Rice's theorem (Transactions AMS, 1953) shows that almost any problem one could come up with connected to Turing Machines is undecidable.

Theorem. Let `P` be a language such that there exists TM descriptions `langle M rangle in P` and ` langle M' rangle !in P`. Further assume that whenever we have two machines `M_1` and `M_2` such that `L(M_1) = L(M_2)`, then we have `langle M_1 rangle in P` iff `langle M_2 rangle in P`. Then `P` is undecidable.

Proof. Suppose we had a decider `R` for `P`. We show how to use `R` to build a decider for `A_{TM}`. Let `T_{emptyset}` be a TM which always rejects, so `L(T_{emptyset}) = emptyset`. We may assume `T_{emptyset} !in P`; otherwise, we carry out our argument using `bar P`. Because `P` is not trivial there exists a TM `T` with `T in P`. Using this machine consider the following decider `S` for `A_{TM}`:
`S =` "On input `langle M, w rangle`:

Use `M` and `w` to construct the following TM `M_w` :
`M_w =` "On input `x`:
1. Simulate `M` on `w`. If it halts and reject, reject. If it accepts, proceed to Stage 2.
2. Simulate `T` on `x`. If it accepts, accept."
Use TM `R` to determine whether `langle M_w rangle in P`. If yes, accept. If no, reject."

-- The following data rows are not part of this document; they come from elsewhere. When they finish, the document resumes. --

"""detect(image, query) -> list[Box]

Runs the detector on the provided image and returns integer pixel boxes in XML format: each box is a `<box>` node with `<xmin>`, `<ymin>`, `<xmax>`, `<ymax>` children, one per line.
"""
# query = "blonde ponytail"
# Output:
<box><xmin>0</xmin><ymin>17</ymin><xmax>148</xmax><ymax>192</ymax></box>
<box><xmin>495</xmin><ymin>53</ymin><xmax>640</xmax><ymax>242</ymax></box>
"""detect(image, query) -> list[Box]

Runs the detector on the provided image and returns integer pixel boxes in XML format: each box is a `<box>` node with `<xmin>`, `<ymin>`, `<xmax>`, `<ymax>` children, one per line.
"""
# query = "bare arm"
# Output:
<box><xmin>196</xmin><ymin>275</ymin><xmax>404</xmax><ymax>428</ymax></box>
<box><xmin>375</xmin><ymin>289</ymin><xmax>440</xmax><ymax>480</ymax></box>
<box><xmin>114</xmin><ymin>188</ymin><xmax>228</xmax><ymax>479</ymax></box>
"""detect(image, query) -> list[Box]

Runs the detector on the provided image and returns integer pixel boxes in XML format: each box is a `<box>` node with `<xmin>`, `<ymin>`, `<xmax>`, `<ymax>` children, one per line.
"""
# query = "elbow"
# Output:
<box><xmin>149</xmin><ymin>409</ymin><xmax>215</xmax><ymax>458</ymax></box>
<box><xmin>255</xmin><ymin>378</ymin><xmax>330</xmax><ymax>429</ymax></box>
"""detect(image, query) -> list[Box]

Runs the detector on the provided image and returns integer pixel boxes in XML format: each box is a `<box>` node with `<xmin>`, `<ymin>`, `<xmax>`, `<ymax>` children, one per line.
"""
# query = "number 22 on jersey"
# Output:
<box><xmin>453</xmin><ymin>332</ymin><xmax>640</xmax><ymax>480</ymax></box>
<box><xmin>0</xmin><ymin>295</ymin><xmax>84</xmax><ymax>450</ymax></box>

Example Use of Rice's Theorem

Consider the language `L={ langle M rangle| M mbox{is a TM and } 1011 in L(M)}`.
This language contains some, but not all TM encodings.
It further has the property that for any `M_1` and `M_2` such that `L(M_1) = L(M_2)`, that we have `langle M_1 rangle in L` iff `langle M_2 rangle in L`.
Therefore, by Rice's Theorem it is undecidable.

Rice's Theorem Remarks

Several variants of Rice's Theorem have been considered.
Perhaps, the first was due to Greibach 1966 (Greibach's Theorem):
Theorem. Let `C` be a class of languages that is effectively closed under concatenation with regular sets and union, and for which `=\Sigma^star` is undecidable for any sufficiently large fixed `\Sigma`. Let `P` be any nontrivial property, that is true for all regular sets and that is preserved under `/a`, where `a` is a single symbol. (That is, if `L` has the property `P`, so does `L``/ a = { w | wa in L }`.) Then `P` is undecidable for `C`.
Variants of Rice's Theorem within the class NP can be found in Borchert and Stephan 2000 as well as Hemaspaandra and Thakur 2002.
Connections between Rice's Theorem, program obfuscation, and the existence of one-way functions in cryptography can be found in Barak, et al., 2001.